Policies targetting population reduction will not immediately solve issues of global sustainability simply because the world population is now so huge that there is no quick fix to the "virtually locked-in" population growth, a reserach has said.

Even apocalyptic events such as a third World War or a devastating pandemic, leave alone family planning, won't do much to stop the ticking population time bomb, the researchers found.

The world, therefore, must focus on policies and technologies that reverse rising consumption of natural resources and enhance recycling, for more immediate sustainability gains, the study said.

"Even a world-wide one-child policy like China's, implemented over the coming century, or catastrophic mortality events like global conflict or a disease pandemic, are still likely to result in 5-10 billion people by 2100," said Corey Bradshaw, professor at University of Adelaide in Australia.

The researchers constructed nine different scenarios for continuing population ranging from "business as usual" through various fertility reductions, to highly unlikely broad-scale catastrophes resulting in billions of deaths.
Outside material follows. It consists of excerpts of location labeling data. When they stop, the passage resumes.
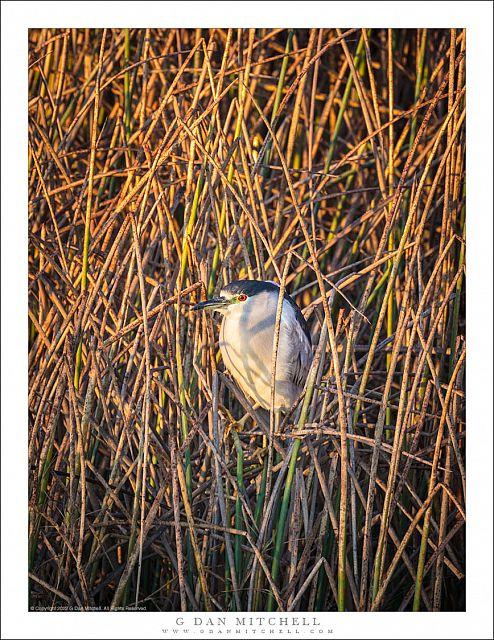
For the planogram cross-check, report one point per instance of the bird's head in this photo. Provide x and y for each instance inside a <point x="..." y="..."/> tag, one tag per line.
<point x="235" y="293"/>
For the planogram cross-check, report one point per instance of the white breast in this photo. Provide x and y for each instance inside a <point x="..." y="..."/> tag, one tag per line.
<point x="246" y="343"/>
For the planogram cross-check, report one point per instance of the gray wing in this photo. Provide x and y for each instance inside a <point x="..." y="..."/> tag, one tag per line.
<point x="299" y="353"/>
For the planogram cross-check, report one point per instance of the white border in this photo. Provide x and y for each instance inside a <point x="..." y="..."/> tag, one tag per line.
<point x="17" y="17"/>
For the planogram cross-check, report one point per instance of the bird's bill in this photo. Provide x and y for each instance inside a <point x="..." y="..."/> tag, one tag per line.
<point x="213" y="304"/>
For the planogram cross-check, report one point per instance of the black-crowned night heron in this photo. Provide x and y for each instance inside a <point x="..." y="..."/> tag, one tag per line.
<point x="247" y="338"/>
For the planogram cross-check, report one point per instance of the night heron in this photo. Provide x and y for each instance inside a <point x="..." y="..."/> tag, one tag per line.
<point x="247" y="337"/>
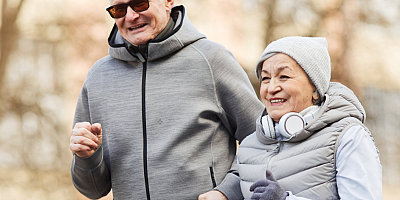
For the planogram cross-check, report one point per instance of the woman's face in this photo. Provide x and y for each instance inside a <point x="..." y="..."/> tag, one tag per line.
<point x="285" y="86"/>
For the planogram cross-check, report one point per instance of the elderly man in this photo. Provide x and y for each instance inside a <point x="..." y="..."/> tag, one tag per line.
<point x="158" y="118"/>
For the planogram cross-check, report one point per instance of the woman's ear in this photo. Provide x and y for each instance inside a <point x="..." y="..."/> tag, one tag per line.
<point x="315" y="95"/>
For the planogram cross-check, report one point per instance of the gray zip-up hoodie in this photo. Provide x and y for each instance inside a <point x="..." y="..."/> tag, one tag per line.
<point x="170" y="118"/>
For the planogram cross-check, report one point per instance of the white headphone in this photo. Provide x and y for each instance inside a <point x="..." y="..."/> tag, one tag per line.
<point x="289" y="124"/>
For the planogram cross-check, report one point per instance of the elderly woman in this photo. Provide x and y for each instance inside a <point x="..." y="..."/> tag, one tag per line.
<point x="311" y="136"/>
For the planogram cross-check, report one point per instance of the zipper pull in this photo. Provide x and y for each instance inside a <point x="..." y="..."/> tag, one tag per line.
<point x="141" y="58"/>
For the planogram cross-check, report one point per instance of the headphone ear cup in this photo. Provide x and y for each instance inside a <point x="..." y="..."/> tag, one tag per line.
<point x="290" y="124"/>
<point x="268" y="125"/>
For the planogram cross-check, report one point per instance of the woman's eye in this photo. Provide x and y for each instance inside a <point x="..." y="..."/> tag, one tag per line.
<point x="285" y="77"/>
<point x="265" y="78"/>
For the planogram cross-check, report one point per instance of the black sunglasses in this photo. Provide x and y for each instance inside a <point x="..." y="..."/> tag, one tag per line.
<point x="119" y="10"/>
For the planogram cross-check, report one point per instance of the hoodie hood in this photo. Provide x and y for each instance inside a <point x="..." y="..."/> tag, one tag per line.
<point x="183" y="34"/>
<point x="340" y="103"/>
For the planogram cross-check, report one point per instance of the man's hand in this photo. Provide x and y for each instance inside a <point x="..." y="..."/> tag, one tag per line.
<point x="213" y="195"/>
<point x="85" y="139"/>
<point x="267" y="189"/>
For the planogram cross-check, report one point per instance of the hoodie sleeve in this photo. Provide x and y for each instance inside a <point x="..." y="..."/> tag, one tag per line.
<point x="90" y="175"/>
<point x="236" y="95"/>
<point x="240" y="105"/>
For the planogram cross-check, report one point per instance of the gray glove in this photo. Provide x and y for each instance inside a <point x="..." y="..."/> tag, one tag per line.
<point x="267" y="189"/>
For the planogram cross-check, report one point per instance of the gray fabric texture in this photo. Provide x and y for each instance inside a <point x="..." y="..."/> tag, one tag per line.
<point x="198" y="101"/>
<point x="304" y="165"/>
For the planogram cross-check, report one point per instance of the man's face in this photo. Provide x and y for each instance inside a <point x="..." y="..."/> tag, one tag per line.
<point x="140" y="27"/>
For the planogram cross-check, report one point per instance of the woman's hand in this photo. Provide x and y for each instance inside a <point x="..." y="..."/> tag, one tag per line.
<point x="267" y="189"/>
<point x="213" y="195"/>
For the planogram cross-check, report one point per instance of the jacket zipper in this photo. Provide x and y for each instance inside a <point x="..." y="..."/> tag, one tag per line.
<point x="145" y="169"/>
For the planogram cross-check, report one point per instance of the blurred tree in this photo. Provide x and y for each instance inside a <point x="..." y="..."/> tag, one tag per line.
<point x="332" y="19"/>
<point x="8" y="32"/>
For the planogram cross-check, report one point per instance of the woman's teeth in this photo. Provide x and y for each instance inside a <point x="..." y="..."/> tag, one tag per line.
<point x="278" y="100"/>
<point x="136" y="27"/>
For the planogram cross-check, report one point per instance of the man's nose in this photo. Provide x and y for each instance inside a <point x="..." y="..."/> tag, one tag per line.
<point x="131" y="14"/>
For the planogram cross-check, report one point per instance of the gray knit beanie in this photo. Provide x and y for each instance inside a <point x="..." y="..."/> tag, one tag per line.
<point x="311" y="53"/>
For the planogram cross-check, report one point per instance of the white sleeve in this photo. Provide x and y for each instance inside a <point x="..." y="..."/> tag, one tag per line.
<point x="359" y="171"/>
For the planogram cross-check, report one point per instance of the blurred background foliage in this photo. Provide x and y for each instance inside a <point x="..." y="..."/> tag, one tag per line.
<point x="47" y="47"/>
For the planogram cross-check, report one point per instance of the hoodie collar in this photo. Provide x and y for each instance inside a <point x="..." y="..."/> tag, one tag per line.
<point x="182" y="34"/>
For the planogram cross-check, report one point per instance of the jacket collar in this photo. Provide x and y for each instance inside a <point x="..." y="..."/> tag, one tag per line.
<point x="340" y="102"/>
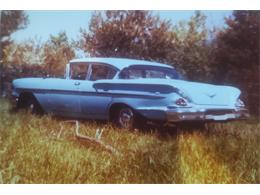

"We were surprised that a five-year WW III scenario mimicking the same proportion of people killed in the First and Second World Wars combined, barely registered a blip on the human population trajectory this century," said Barry Brook from University of Tasmania.

"As our models show clearly, while there needs to be more policy discussion on this issue, the current inexorable momentum of the global human population precludes any demographic 'quick fixes' to our sustainability problems," Brook said.

"The corollary of these findings is that society's efforts towards sustainability would be directed more productively towards reducing our impact as much as possible through technological and social innovation," Bradshaw said.

The study appeared in the journal Proceedings of the National Academy of Sciences.